Friday, November 6, 2015

My first Thanksgiving

I don’t remember when the invitation was extended, I only remember thinking, “Oh good, I won’t be alone”; and so I agreed to spend Thanksgiving the same way Mac and I had always spent Thanksgiving: at a certain friends house with the same gathering of friends. I even found the strength to fix a dish and take it along. That could only have come from the Lord, as I had no strength of my own. 

I can’t tell you that I had peace about my decision, and I can’t tell you that I didn’t either. I was numb. Totally numb. After all, Thanksgiving was 11 days after M’s death and life was a daily struggle at this point. Still, being alone on a holiday can be difficult and I wasn’t ready to stay home and mourn, but I wasn’t ready to be happy and celebrate either. Actually, I didn’t know what I wanted or how I *should* react. I was facing each day only through God’s strength and guidance.

“The Lord is the one who goes ahead of you; He will be with you.
He will not fail you or forsake you. Do not fear or be dismayed.”
—Deuteronomy 31:8 (NASB)

Thanksgiving came, my friends picked me up and off we went. Every step up to the door was heart pounding emotional pain, but I asked God to give me grace and strength and with each step He comforted me.

Everyone was gracious and welcoming, although there was something difficult in every greeting. I realize now that they were also mourning and hurting, and so seeing me was both comforting, as well as a painful reminder of the friend they had lost. Conversation was our normal conversation, and I found comfort in that, although I really didn’t care about the subject.

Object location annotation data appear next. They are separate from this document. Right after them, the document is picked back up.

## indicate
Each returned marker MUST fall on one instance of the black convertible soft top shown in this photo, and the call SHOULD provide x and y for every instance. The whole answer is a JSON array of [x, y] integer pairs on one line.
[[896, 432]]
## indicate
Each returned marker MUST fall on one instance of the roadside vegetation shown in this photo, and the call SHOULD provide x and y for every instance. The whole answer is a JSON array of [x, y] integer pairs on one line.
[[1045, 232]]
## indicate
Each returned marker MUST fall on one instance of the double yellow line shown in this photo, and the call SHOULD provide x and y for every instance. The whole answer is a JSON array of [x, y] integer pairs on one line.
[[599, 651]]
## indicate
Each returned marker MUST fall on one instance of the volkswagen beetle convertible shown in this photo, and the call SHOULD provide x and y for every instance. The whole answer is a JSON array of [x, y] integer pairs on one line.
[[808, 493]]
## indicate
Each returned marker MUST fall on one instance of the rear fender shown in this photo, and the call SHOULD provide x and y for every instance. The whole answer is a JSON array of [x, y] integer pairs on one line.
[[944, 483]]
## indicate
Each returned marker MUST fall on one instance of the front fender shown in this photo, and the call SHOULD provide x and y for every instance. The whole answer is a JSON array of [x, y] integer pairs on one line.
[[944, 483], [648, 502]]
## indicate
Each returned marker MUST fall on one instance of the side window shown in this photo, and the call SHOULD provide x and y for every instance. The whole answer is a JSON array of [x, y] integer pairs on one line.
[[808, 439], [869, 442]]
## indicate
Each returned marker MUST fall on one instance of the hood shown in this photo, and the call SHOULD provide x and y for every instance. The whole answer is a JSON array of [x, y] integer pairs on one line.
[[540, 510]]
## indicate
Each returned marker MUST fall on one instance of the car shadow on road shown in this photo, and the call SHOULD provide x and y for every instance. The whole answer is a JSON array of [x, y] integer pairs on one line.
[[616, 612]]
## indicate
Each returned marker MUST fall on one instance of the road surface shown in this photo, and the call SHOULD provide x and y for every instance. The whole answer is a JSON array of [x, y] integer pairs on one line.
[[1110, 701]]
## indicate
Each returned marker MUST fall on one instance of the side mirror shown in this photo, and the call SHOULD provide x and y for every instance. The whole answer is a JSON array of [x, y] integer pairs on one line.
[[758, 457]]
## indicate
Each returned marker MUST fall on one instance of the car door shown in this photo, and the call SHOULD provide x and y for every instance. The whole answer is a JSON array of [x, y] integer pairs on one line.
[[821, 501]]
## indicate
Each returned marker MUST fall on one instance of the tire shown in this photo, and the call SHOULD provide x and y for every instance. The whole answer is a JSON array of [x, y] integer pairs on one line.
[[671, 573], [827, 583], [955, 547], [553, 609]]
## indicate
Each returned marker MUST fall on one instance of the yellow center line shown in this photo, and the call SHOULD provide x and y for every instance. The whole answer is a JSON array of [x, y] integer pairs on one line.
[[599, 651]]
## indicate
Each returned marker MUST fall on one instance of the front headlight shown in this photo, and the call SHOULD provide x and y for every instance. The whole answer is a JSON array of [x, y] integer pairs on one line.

I had no interest in anything other than getting through another day. Then came mealtime, and suddenly the conversation turned to the loss of M.

They shared their heartbreak, they shared their anger, some of them even said things that were horribly painful to my heart. I wanted to scream at them to STOP!—but I didn’t. I really didn’t have the emotional strength to speak up and tell them to stop saying these things. I reminded myself that none of them knew the Lord and so they had no comfort of any kind. In the back of my mind I knew that they weren’t aware of how painful their comments were to me. So I listened and quietly prayed—and all the while my broken heart was breaking into more pieces.

I was so glad when it was time to head for home. I needed to be alone with the Lord so that I could cry, mourn, pray, tell God how angry I was, and let Him wrap me in His arms and hold me and keep me through the rest of the night. 

Last year I had no idea “how” to be a widow; I hadn't yet learned that there is no right way to be a widow. I had no clue how to face the holidays. I’d never read an article on surviving the holidays. In some ways I wish I had stumbled across “Survival Tips for Handling the Holidays” as it might have spared me a great deal of emotional pain. Yet by God’s grace I managed my first Thanksgiving as a widow. What will this year bring? I have no idea what plans the Lord has for me, but I know that He will open just the right doors, He will keep me, and He will comfort me. And for that, I am eternally thankful.

Yet those who wait for the Lord
Will gain new strength;
They will mount up with wings like eagles,
They will run and not get tired,
They will walk and not become weary.